MEDB-73. Lipid metabolism as a therapeutic vulnerability in BET inhibitor-resistant medulloblastoma

MYC-driven medulloblastomas are a particularly devastating group of pediatric brain tumors that exhibit resistance and continued progression despite standard of care treatments. Our preclinical work identified BET-bromodomain inhibitors as a potentially promising new class of drugs for children with medulloblastoma and other MYC-driven cancers, providing rationale to evaluate these agents in clinical trials. However, treatment with BET inhibitor (BETi) alone is unlikely to be sufficient to cure, with most tumors evolving to acquire resistance to single-agent targeted therapies. We applied an integrative genomics approach to identify genes and pathways mediating BETi response in medulloblastoma. These studies revealed that MYC-driven medulloblastoma cells with acquired resistance to BETi reinstate transcription of essential genes suppressed by drug and exhibit changes in cell state and new vulnerabilities not present in drug-sensitive cells. We now have a growing body of evidence showing that BET inhibition downregulates the expression of key lipid metabolism genes and metabolism-related signaling pathways, and that medulloblastoma cells with adaptive resistance to drug differentially express and exhibit preferential dependency on specific lipid metabolic genes and transcriptional regulators. Our studies explore the possibility of exploiting these metabolic vulnerabilities to overcome BETi resistance and provide a more efficacious upfront therapy.

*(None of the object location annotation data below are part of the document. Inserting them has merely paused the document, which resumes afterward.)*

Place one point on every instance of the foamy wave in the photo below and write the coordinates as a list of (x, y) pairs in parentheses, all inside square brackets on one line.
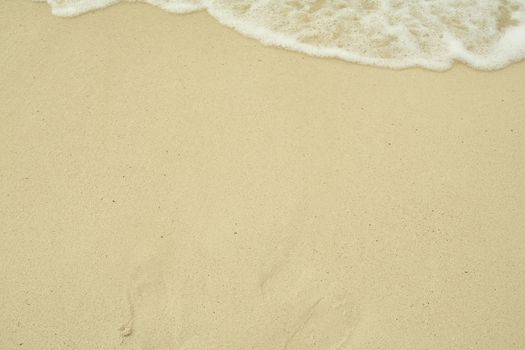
[(485, 34)]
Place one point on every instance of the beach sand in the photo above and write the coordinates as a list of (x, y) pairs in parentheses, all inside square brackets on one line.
[(166, 183)]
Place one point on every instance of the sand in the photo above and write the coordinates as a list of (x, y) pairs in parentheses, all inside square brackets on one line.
[(166, 183)]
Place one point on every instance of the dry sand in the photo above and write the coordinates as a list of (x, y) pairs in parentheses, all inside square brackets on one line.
[(165, 174)]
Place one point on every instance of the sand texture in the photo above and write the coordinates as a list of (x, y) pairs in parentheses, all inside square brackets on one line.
[(166, 183)]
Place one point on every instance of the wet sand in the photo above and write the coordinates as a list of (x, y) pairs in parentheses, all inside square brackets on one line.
[(166, 183)]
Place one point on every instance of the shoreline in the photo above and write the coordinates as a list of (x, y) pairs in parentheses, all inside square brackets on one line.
[(225, 194)]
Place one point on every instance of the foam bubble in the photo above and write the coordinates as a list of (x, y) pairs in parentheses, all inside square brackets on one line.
[(485, 34)]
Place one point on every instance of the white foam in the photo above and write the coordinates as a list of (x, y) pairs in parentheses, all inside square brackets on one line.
[(485, 34)]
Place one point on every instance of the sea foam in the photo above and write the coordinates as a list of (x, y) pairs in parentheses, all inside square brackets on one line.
[(485, 34)]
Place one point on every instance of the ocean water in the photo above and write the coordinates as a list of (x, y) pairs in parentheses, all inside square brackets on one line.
[(485, 34)]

DIPG-54. p53 pathway reactivation as a therapeutic strategy in diffuse intrinsic pontine glioma

TP53 is the most frequently mutated tumor suppressor with somatic alterations found in approximately 50% of all human cancers. In the remaining TP53 wild-type (WT) tumors, functional inactivation of the p53 pathway may be achieved through a variety of other mechanisms, including gene deletion, epigenetic silencing, and/or alterations in prominent negative regulators, including MDM2/MDM4 and PPM1D. These alterations block p53 activity and lead to uncontrolled cell proliferation and oncogenesis in a majority of cancers, including the highly aggressive, universally fatal glial cell tumors of childhood, known as Diffuse Intrinsic Pontine Gliomas (DIPGs). DIPGs are inoperable due to their location within the brainstem. Available treatment options, including radiotherapy, have had a palliative effect at best, with almost all children succumbing to the disease within 18 months of diagnosis. Recent advances have led to an improved understanding of the biological underpinnings of this disease and identification of recurrent genetic alterations that represent potential therapeutic targets for these patients. Prominent among these targets in DIPGs with WT p53 status (50%) are MDM2/4 and PPM1D, whose suppression lead to p53 reactivation specifically in the WT p53 context. We have undertaken a combination of approaches to better understand the therapeutic potential of MDM2 and PPM1D inhibition in DIPG, characterizing the genomic, transcriptomic, and cell-state changes that drive resistance, and identifying novel vulnerabilities that can be exploited with combination therapies towards a cure.